Opinion
December 18, 1987
Appeal from the Supreme Court, Monroe County, Siracuse, J.
Present — Callahan, J.P., Denman, Boomer, Pine and Lawton, JJ.
Order unanimously modified on the law and as modified affirmed without costs, in accordance with the following memorandum: Special Term properly denied defendants' motion for summary judgment insofar as they sought dismissal of plaintiff's contract cause of action. Triable issues of fact exist with respect to this contract claim which preclude summary judgment (cf., Rotuba Extruders v Ceppos, 46 N.Y.2d 223, 231). The court, however, erred in failing to grant summary judgment to defendants with respect to plaintiff's fraud causes of action.
In 1963 the parties entered into an employment contract whereby plaintiff, upon compliance with certain requirements, was granted an option to purchase 5% of the common stock of defendant corporation. In 1984 plaintiff elected to exercise his option. Defendants rejected plaintiff's purported election on the grounds that the option had lapsed and that plaintiff had not complied with the contractual prerequisite to its exercise. Plaintiff commenced the present action asserting causes of action for breach of contract and fraud. The fraud claims are based on plaintiff's contention that defendants failed to apprise plaintiff of the minimal cost to exercise his option, that his option had terminated and that defendants had induced him to continue his employment by misrepresenting the continued validity of his option.

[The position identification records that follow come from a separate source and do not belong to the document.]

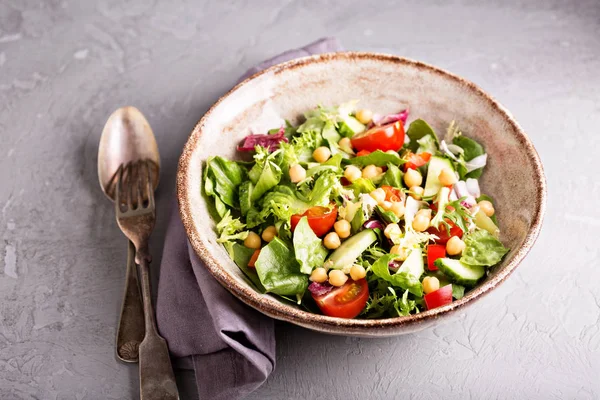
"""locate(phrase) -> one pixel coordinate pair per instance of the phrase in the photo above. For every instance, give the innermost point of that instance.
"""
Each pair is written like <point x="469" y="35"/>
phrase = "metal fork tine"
<point x="119" y="187"/>
<point x="140" y="193"/>
<point x="130" y="186"/>
<point x="149" y="186"/>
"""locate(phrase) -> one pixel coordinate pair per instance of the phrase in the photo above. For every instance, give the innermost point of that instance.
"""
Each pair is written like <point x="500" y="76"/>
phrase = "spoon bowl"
<point x="126" y="138"/>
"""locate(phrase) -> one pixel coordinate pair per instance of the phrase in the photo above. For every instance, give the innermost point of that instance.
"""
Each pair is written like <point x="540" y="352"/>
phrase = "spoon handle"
<point x="131" y="330"/>
<point x="157" y="381"/>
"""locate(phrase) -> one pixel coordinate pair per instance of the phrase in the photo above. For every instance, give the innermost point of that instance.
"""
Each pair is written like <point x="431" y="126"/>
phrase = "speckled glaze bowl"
<point x="514" y="176"/>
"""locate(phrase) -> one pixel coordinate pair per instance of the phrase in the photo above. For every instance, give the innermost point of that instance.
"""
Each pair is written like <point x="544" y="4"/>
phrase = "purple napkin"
<point x="230" y="346"/>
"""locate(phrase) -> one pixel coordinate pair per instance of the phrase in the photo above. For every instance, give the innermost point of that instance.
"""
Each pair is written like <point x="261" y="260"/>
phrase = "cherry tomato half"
<point x="435" y="251"/>
<point x="442" y="232"/>
<point x="439" y="298"/>
<point x="414" y="161"/>
<point x="384" y="138"/>
<point x="391" y="194"/>
<point x="252" y="262"/>
<point x="320" y="219"/>
<point x="346" y="301"/>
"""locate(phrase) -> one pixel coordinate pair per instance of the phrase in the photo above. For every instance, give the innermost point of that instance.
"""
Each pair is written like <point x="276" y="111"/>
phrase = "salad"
<point x="351" y="215"/>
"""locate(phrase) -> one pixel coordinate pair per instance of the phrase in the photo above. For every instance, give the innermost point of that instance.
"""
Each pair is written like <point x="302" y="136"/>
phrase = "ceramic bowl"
<point x="514" y="176"/>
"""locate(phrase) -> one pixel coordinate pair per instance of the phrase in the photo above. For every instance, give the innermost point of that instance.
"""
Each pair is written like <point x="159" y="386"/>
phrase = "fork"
<point x="136" y="216"/>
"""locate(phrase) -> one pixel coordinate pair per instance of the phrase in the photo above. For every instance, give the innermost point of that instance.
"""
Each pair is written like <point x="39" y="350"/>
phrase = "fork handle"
<point x="131" y="330"/>
<point x="157" y="380"/>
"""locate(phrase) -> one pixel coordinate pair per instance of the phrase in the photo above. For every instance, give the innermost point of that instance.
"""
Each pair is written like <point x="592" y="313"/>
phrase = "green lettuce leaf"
<point x="306" y="143"/>
<point x="278" y="270"/>
<point x="221" y="179"/>
<point x="387" y="216"/>
<point x="378" y="158"/>
<point x="417" y="130"/>
<point x="386" y="303"/>
<point x="458" y="291"/>
<point x="230" y="229"/>
<point x="403" y="279"/>
<point x="361" y="185"/>
<point x="269" y="178"/>
<point x="241" y="256"/>
<point x="427" y="143"/>
<point x="266" y="173"/>
<point x="245" y="195"/>
<point x="482" y="249"/>
<point x="309" y="249"/>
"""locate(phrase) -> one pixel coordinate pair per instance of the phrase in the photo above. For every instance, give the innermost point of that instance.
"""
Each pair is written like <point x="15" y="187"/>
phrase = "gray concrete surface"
<point x="66" y="64"/>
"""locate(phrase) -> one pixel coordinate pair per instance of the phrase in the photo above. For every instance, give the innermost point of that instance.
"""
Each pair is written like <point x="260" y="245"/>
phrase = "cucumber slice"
<point x="413" y="264"/>
<point x="459" y="272"/>
<point x="350" y="126"/>
<point x="436" y="165"/>
<point x="348" y="252"/>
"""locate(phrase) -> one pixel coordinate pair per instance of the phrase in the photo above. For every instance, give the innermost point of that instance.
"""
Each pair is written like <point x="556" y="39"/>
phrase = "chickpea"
<point x="447" y="177"/>
<point x="297" y="173"/>
<point x="417" y="192"/>
<point x="342" y="228"/>
<point x="399" y="251"/>
<point x="269" y="233"/>
<point x="321" y="154"/>
<point x="430" y="284"/>
<point x="387" y="205"/>
<point x="421" y="223"/>
<point x="487" y="207"/>
<point x="426" y="212"/>
<point x="397" y="208"/>
<point x="252" y="241"/>
<point x="352" y="173"/>
<point x="378" y="195"/>
<point x="332" y="241"/>
<point x="369" y="172"/>
<point x="318" y="275"/>
<point x="337" y="277"/>
<point x="412" y="177"/>
<point x="344" y="143"/>
<point x="455" y="246"/>
<point x="357" y="272"/>
<point x="364" y="116"/>
<point x="391" y="229"/>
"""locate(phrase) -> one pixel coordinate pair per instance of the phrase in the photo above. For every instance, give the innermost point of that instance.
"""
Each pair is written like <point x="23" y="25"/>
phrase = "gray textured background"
<point x="66" y="65"/>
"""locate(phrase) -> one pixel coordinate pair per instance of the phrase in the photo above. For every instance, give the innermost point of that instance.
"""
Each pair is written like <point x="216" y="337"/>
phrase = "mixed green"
<point x="350" y="215"/>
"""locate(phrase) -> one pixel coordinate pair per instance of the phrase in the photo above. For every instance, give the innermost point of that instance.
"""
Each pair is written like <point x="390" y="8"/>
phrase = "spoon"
<point x="127" y="137"/>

As no separate and distinct duty beyond the contractual relationship existed between the parties, defendants' alleged breach of contract does not give rise to a tort claim (see, Wegman v Dairylea Coop., 50 A.D.2d 108, 112, lv dismissed 38 N.Y.2d 710, 918). Further, these fraud claims, commenced in 1985, are barred by the applicable Statute of Limitations (CPLR 213; 203 [f]). Plaintiff admits being specifically advised in 1972 by defendants that his stock option had lapsed. As of that date plaintiff had knowledge of the alleged fraud to deprive him of his stock option, or with reasonable diligence could have discovered the fraud (see, Neuhs v Ingersoll Rand Co., 115 A.D.2d 187, 188-189, lv denied 67 N.Y.2d 604; Smith v Sarkisian, 63 A.D.2d 780, 781, affd 47 N.Y.2d 878).